Taureau (film)

[3] The cast also includes Monique Lepage, Béatrice Picard, Marcel Sabourin, Yvon Thiboutot, Amulette Garneau, Louise Portal, André Cartier, Yvan Canuel, Jacques Bilodeau, Marguerite Lemir, Denis Drouin, Anne Létourneau, Marthe Mercure, Edgar Fruitier, Bonfield Marcoux and Pat Gagnon.

Martin Knelman of The Globe and Mail wrote that "The film has intimations of a western morality play and a Deep South melodrama, but it's unmistakably Quebecois in style.

You don't doubt the accuracy of what Perron is showing, and this is a film with many things going for it—intelligence, feeling, and lively performances, especially by Monique Lepage as Taureau's gypsy-like mother.
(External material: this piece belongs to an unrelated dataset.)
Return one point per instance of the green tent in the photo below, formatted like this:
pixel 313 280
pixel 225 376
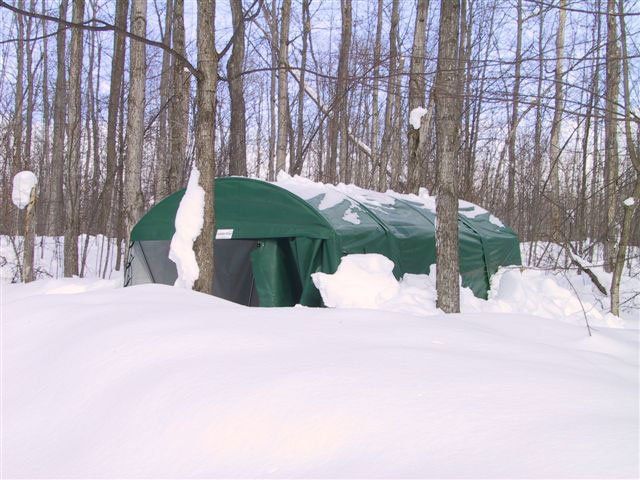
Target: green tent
pixel 270 240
"[4] For Cinema Canada, Natalie Edwards wrote that the film was let down somewhat by Mélançon portraying Taureau as essentially a "castrated St. Bernard" rather than the avatar of raw, magnetic and dangerous sexuality that the villagers saw him as, but concluded that "Taureau is a good film, despite some awkward intercutting, protracted tensions that start to slip, and unnecessary or underdeveloped characters.

And above all it is beautifully sensual in a pleasantly adolescent sense: lots of soft flesh, feathers, hair, breasts, taut nipples.